Ainsi, pouvons-nous résumer le discours de Charles Susanne, docteur en sciences et anthropologue, membre actif du groupe de réflexion humaniste Darwin. (1)

C’était une entrée en matière percutante pour le 35è Colloque de la Laïcité, ce 16 mars 2024 à Molenbeek. (2) Avec l’anthropocène, la capacité de charge de la biosphère est dépassée depuis plus de trente ans. Ainsi que le disait l’ancien président français Jacques Chirac, « notre maison brûle ». Malgré les nombreuses réunions internationales, mondiales même, genre protocole de Kyoto et les COP pourtant très médiatisées, la température de la planète augmente plus que les prévisions l’annonçaient et l’on estime à 7° le dépassement prévu pour 2100. Selon les estimations du GIEC (Groupe d’expertise et de conseil intergouvernemental sur l’évolution du climat), on assiste déjà, même dans nos pays réputés pluvieux, à une succession de périodes de sécheresse et de pluies intenses, qui provoquent de dégâts énormes (incendies, inondations, tempêtes…).

On confond désirs et besoins

« Le village global est en danger », martèle Charles Susanne. A cause de la croissance économique à tout prix où « désirs et besoins sont confondus » dans la publicité qui façonne nos esprits. Et malgré les promesses faites lors des COP successives, jamais on n’a investi autant dans les énergies fossiles : 20 nouvelles méga exploitations ont été commencées, véritables « bombes carbone » mais gros profits pour les industries pétrogazières. « Le monde est dans l’impasse » car il ne faut pas croire en une « hypothétique révolution technologique » qui nous sauverait, pas plus qu’en une évolution sociale, culturelle et sociétale. Il n’y a pas de « solutionnisme » quand les causes sont politiques et que les sociétés sont de plus en plus inégalitaires, que l’ascenseur social est en panne, décrit le conférencier.

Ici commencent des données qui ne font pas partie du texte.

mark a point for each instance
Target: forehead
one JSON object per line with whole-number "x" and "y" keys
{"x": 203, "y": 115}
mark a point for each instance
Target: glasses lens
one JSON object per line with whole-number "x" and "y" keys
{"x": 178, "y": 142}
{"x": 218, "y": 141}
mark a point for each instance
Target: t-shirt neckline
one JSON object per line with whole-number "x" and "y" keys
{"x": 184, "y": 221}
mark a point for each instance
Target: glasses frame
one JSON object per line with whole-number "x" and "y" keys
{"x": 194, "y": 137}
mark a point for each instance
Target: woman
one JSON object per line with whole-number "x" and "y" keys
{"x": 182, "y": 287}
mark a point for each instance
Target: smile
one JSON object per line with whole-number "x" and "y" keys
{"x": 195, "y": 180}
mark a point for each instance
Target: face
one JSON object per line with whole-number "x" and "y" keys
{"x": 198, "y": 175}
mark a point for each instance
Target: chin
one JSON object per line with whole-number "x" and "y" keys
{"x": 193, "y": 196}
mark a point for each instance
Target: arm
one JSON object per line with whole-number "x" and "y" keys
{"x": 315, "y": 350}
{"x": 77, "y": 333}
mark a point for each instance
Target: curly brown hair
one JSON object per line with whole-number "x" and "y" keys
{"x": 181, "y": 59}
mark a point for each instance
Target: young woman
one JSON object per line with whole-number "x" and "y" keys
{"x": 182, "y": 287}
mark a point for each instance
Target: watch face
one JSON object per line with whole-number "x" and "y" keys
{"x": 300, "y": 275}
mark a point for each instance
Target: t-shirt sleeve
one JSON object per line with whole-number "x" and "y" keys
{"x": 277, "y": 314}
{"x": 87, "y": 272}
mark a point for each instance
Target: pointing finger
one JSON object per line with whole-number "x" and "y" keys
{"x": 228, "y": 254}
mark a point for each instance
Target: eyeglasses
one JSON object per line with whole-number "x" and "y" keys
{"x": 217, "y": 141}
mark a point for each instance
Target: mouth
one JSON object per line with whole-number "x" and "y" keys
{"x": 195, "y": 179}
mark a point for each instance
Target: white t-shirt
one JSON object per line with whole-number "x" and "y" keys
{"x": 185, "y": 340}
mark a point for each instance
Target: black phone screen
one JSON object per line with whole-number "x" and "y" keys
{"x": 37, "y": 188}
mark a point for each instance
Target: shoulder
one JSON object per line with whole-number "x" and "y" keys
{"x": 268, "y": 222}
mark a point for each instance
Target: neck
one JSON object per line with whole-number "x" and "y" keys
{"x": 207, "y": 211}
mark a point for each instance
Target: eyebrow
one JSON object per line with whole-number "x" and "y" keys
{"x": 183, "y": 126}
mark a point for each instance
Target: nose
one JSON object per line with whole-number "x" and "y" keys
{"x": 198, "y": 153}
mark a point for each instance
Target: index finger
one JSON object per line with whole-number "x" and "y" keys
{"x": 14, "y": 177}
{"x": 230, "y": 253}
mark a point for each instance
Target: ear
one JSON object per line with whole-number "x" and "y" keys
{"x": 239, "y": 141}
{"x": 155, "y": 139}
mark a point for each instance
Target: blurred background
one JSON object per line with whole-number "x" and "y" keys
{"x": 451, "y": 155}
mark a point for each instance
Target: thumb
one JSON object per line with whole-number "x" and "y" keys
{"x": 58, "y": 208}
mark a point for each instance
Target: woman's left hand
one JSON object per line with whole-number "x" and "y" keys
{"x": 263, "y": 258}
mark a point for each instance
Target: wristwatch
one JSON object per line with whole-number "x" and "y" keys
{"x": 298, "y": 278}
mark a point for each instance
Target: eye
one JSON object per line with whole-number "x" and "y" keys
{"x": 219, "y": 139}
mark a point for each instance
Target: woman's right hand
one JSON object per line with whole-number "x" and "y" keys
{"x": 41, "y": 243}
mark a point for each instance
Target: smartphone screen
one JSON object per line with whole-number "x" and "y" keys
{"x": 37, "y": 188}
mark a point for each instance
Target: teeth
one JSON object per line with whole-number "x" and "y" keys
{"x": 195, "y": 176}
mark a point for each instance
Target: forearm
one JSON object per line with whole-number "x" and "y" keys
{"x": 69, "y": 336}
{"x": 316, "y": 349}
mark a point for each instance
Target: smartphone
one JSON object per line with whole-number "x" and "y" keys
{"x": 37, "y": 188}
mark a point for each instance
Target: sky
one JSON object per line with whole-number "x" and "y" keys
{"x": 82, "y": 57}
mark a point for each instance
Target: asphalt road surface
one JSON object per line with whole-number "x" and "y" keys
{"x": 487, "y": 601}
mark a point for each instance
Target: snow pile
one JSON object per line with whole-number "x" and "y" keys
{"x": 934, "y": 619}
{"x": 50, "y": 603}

Il appelle à un humanisme non dominant, une reconnaissance des droits de tous les humains, des générations futures et l’impérative protection de l’environnement. C’est le concept de « terre patrie », d’Edgar Morin, celle de la fraternité et de la solidarité qui bâtissent les droits « généreux » de l’humanité.

Même les plus riches sont prêts à payer plus d’impôts, rappelle Charles Susanne, si l’on en croit une lettre ouverte signée par plusieurs multimilliardaires à Davos, ces mêmes riches qui constituent 1 % de la population mondiale mais produisent 70 % des gaz à effets de serre.

Sobriété et justice climatique

On ne peut protéger la biodiversité si l’on ne résout les inégalités sociales : éradiquer la pauvreté est urgent. Les pénuries et les pollutions de l’eau sont la menace la plus grave pour l’humanité. L’équilibre de la biodiversité est notre meilleure protection contre les agents pathogènes qui se répartissent dans la multiplicité des espèces vivantes.

Il faut donc appliquer ce fameux « green deal » de la politique européenne, même s’il s’agit d’une transition coûteuse (1.000 milliards d’euros en 10 ans) vers la nécessaire sobriété dans nos modes de vie. Fini le dogme de la croissance, les démocraties devront gérer les pénuries et répartir les ressources encore disponibles dans des sociétés encore trop inégalitaires.

Sobriété et justice climatique sont les maître mots de cette conférence. Charles Susanne souligne les actions de désobéissance civile qui se multiplient dans le monde, notamment contre les multinationales prédatrices. Elles sont la conséquence des critiques du capitalisme y compris vert auquel les jeunes ne croient plus et qu’ils assimilent à du greenwashing.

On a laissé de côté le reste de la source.